Working on unity project from multiple devices?

Is there any way to work on a project from multiple devices (not at the same time) and syncing the changes? I use a laptop to work on my game when I am not home but when I am I prefer to use my desktop. Is there a more convenient (and free) option apart from manually copying and importing the project between devices? Any help is greatly appreciated.

Update: I setup this blog post in response to this question, due to the nature of the complexity of the answer needed. Unity-Git-SCM-Example/ at blog/unity-scm-tip · SlagleSoft/Unity-Git-SCM-Example · GitHub

Note: this actually applies for any “development” project, I will try to be brief about this subject, because it can go in great detail, esp if you haven’t used Source Control before. More detail slightly falls out of context here.

You want to look into Source Control, I highly recommend Git, and the SourceTree UI App.





Github and Bitbucket are the two leading PAAS web solutions out there. Extremely quick to get setup, something to help you pick a solution. Github is free for open source projects (anyone can see them), while Bitbucket has free private projects (you say who can see it, up to 5 for free).

Now to target your question more specifically, Unity project “sharing”.

First, you will want to make your Unity project source controllable, this means turning on visible Meta files, and force text format for Unity files.

Open your project in Unity, then

Goto: Edit -> Project Settings -> Editor
Set: Version Control -> Mode = Visible Meta Files
Set: Asset Serialization -> Mod = Force Text

These settings get you ready for base level Source Control for Unity projects. I say base level because this only handles Text based files. Other assets such as Images, Models, etc. Are still in Binary format. Git handles this “fine” normally, but for Larger files, ie Models, you need an extra layer on Git to handle them.

Git LFS:

Git LFS - Large File Storage. By installing this module, Git now handles Large binary files much better.

Now to breifly discuss taking this even further, fine grain control over how Git handles files. Features like these is why I recommend Git, other Source Control platforms offer them, but imo Git offers them in a nice uniform and easily understood way.
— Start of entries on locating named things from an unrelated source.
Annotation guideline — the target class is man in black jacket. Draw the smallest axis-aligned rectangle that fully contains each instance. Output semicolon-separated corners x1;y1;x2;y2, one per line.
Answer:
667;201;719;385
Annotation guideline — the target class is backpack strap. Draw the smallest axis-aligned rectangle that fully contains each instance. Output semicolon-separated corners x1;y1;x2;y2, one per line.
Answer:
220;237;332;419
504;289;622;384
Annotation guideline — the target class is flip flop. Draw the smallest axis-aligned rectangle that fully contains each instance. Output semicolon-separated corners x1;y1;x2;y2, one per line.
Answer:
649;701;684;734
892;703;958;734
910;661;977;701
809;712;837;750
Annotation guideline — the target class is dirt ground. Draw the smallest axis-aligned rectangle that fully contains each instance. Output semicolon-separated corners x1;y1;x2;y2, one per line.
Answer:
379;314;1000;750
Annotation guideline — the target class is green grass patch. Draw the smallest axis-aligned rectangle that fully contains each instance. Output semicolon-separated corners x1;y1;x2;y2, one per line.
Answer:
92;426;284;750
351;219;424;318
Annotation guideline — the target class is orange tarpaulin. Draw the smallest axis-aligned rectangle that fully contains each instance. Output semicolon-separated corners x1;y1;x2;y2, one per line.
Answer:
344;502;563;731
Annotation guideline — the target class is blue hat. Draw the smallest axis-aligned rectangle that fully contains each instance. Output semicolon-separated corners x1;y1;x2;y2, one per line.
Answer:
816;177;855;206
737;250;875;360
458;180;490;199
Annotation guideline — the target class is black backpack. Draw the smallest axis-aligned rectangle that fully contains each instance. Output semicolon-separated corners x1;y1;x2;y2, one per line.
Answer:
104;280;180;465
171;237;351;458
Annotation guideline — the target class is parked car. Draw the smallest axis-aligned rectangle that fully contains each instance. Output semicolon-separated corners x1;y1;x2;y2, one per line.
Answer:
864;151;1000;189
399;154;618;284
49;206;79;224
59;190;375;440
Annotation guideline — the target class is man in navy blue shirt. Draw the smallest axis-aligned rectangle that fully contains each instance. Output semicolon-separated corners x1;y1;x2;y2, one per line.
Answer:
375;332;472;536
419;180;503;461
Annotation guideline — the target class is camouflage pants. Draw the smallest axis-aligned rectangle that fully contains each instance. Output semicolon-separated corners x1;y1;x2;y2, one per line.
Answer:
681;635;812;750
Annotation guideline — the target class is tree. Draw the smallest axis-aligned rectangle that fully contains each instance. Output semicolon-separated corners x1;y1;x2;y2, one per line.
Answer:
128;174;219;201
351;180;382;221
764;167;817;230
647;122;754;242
.gitignore file (no file name, just extension)
This file goes in the projects root folder. It is used to “Ignore” files, ie they are not checked into Git. These are files only needed locally, and are either generated by the project or customized by the local user and don’t apply to everyone working on the project.

Here is a base starting point for the Git Ignore file when using Unity:

.gitattributes file (no file name, just extension)
This file goes in the projects root folder. It is used to inform Git how to handle files, often it handles them just fine, but never hurts to have insurance. How merges are handled is the main focus we take for Unity in this file. When using Git LFS (recommend it) we can apply a few extra values in this file.

Here as a base starting point for the Git Attributes file when using Unity with Git LFS:

More info regarding Unity Source Control:

If you need any more details just ask, I am also willing to setup a public Github example Unity project to give you more of an idea if needed.

Edit: Alternate Solutions

I wanted to cover the subject just a little bit more, I mentioned Source Control (which is by far the best solution for any development project). Why is Source Control the best solution? Because it was meant for this type of task (more specifically sharing projects with multiple people). Source Control keeps a history of every change made in the file(s). Everything is stored locally as well as on a central server, the server is where everyone downloads the project and submits their changes to (and download others changes, sync changes, etc). Source Control helps handle Merge Conflicts when the same file(s) are changed by multiple people (or change sets, ie Branching). But I digress, getting off topic of the context of other solutions.

Source Control can be “scary” at first and seem overwhelmingly complex (it’s not I promise). BUT, there are other ways to achieve a similar goal. Also note, if multiple people are working on the project, these solutions become even less valid.

Any software, service or anything of the like, built for “sharing” or “backing up” files could be used for working on a project from multiple devices. Anything as basic as FTP or Windows File Share, up to more indepth solutions such as Google Drive, Windows One Drive, Dropbox, etc. The idea is quite similar to Source Control, you have files locally, and you have files stored at a central server. Personally I wouldn’t recommend any of these, as the risk of lost work is just too high (override the wrong file, there may not be an undo). I only mention these because I often find people fear change just a little too much to take on something like proper Source Control.